De plus, selon les documents qui circulent, les Israéliens souhaitent obtenir des garanties sur l’impossibilité pour le Hezbollah de reconstituer ses forces et maintenir sa présence, sous n’importe quelle forme, au sud du Litani. Pour cela, les Israéliens veulent des garanties qui, selon eux, ne peuvent être assurées que par le maintien de leurs survols de l’espace aérien libanais, en se réservant le droit de recourir à des frappes le cas échéant, et même par la mise en place d’une coordination directe ou non avec les forces en place, c’est-à-dire l’armée libanaise et la Finul.
Dans le contexte actuel, ces exigences israéliennes ne peuvent pas être acceptées par le Liban, et peut-être même par certains États participant à la Finul. Ce qui signifie que si les Israéliens maintiennent ces conditions, l’accord a peu de chances d’être conclu. Après tout, à ce stade des affrontements, le Hezbollah a certes reçu des coups durs, mais assure être encore opérationnel. En d’autres termes, aussi bien le Hezbollah que les Israéliens n’ont pas reçu des coups suffisamment forts pour les pousser à accepter n’importe quelles conditions pour un cessez-le-feu. Ils continuent donc à se battre dans l’espoir, chacun de son côté, d’améliorer sa situation.
Seules donc des parties externes pourraient modifier cette équation en faisant pression sur un camp ou sur les deux pour les pousser à faire des concessions. Or, dans le contexte actuel, à quelques jours de l’élection présidentielle américaine, les médiateurs US sont-ils réellement en mesure de faire pression ? Ils pourraient à la limite avoir de l’influence sur les Libanais. Ce qui n’est même pas vérifié, puisque jusqu’à présent, Nabih Berry maintient sa position sur l’application stricte de la résolution 1701 sans le moindre rajout. Mais les deux émissaires américains ne semblent pas en mesure de faire pression sur le Premier ministre israélien, Benjamin Netanyahu.
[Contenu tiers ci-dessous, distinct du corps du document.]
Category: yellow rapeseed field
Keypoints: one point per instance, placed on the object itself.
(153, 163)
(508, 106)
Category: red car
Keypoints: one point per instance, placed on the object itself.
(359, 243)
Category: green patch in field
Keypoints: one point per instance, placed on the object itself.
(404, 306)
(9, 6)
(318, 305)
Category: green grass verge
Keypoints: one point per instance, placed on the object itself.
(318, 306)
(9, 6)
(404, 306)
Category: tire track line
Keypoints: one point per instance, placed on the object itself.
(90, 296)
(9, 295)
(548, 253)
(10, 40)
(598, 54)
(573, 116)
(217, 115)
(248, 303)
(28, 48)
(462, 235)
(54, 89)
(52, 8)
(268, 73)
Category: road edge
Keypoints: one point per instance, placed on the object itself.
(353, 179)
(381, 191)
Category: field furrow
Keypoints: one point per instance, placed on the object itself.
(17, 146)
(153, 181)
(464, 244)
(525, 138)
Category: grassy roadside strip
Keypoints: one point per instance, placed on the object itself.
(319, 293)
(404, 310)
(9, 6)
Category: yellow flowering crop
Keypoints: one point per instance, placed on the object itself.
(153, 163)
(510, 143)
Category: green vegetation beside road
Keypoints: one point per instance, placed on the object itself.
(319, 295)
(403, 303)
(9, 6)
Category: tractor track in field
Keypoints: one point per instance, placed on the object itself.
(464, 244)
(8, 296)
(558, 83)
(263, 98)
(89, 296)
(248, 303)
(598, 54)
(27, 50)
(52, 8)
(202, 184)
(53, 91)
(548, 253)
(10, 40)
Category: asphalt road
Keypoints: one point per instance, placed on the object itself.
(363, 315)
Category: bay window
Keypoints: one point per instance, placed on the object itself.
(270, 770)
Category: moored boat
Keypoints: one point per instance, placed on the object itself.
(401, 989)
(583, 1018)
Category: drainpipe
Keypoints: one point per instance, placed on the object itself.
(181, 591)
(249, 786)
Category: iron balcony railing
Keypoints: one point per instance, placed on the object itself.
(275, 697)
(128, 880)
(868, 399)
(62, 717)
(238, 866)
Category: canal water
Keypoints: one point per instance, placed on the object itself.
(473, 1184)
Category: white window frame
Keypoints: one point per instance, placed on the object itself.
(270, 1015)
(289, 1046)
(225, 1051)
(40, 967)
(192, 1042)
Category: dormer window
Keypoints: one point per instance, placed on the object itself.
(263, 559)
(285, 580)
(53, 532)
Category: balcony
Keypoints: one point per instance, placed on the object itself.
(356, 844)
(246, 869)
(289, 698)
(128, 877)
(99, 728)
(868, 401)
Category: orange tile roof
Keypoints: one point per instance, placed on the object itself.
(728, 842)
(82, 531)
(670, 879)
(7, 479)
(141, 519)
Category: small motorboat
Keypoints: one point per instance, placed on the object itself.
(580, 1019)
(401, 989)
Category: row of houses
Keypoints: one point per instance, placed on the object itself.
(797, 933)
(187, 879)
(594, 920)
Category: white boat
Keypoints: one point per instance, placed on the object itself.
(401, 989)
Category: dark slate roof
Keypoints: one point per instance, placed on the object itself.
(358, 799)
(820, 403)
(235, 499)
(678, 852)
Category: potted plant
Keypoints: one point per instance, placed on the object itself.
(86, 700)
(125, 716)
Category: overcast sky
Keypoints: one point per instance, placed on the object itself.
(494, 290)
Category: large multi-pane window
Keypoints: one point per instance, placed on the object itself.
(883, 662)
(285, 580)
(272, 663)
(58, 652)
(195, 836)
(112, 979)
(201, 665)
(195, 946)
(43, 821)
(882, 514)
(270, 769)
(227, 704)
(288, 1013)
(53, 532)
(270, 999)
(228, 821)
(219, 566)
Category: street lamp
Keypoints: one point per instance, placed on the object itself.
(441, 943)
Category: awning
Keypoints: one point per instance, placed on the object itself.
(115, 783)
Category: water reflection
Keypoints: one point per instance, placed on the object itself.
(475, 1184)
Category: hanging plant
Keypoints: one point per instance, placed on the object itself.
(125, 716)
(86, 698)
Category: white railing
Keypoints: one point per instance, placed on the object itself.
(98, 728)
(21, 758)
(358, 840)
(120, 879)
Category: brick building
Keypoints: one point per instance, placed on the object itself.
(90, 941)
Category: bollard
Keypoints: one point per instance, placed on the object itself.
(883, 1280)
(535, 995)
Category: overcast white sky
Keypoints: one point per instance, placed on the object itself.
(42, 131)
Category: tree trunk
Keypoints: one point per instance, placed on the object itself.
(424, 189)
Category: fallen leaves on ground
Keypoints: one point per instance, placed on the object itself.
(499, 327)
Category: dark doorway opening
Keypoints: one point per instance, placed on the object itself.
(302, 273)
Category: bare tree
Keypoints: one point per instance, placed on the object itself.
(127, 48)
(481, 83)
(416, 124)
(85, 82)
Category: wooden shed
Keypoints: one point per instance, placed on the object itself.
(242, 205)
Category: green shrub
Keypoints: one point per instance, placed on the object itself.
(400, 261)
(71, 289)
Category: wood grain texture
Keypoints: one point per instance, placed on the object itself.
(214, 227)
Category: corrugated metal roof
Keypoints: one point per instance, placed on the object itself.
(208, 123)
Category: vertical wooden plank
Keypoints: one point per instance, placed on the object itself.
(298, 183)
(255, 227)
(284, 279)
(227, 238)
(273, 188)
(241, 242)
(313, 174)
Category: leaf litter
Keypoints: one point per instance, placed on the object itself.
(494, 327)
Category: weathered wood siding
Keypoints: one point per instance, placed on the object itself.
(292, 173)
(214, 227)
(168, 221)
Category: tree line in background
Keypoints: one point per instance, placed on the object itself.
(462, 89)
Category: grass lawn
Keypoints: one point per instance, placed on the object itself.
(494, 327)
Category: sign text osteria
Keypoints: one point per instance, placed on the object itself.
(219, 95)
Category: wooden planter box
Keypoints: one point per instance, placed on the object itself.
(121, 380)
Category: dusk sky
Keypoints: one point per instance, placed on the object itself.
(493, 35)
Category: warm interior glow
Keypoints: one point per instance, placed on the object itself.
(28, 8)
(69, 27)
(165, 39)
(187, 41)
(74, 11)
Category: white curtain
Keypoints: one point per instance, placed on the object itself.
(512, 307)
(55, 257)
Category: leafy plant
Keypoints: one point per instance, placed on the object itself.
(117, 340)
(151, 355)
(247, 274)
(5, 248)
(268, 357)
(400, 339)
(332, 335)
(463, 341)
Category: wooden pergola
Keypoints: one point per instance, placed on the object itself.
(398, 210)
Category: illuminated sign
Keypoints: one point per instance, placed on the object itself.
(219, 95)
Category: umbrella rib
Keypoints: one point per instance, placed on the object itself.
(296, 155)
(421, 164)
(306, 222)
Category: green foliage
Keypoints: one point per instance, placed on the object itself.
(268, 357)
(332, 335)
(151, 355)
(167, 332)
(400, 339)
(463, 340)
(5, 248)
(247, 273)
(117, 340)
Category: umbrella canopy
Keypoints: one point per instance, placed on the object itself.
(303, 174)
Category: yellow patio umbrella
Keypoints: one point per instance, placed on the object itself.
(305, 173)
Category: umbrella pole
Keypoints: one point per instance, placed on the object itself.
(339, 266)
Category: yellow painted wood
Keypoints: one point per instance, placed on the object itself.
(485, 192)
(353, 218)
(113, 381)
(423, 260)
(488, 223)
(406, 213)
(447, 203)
Ce dernier n’a pas caché en effet sa préférence pour l’élection à la présidence américaine du candidat républicain Donald Trump, avec lequel il affirme être en contact permanent, et on voit mal pourquoi il ferait aujourd’hui des concessions qui pourraient favoriser l’élection de la candidate démocrate. Selon la lecture des proches du Hezbollah, Netanyahu serait actuellement en train d’utiliser la même tactique que celle qu’il a adoptée au cours des douze derniers mois dans les négociations au sujet de Gaza. Il faisait semblant d’être prêt à accepter un accord, au point que le président américain avait annoncé à plusieurs reprises l’imminence de cette percée, avant d’être démenti par les faits. Car, en réalité, Netanyahu ne cherchait qu’à gagner du temps. Pour toutes ces raisons, le Hezbollah ne semble pas optimiste sur la conclusion rapide d’un accord avant le 6 novembre. Il préfère continuer à miser « sur le terrain pour changer les équations ».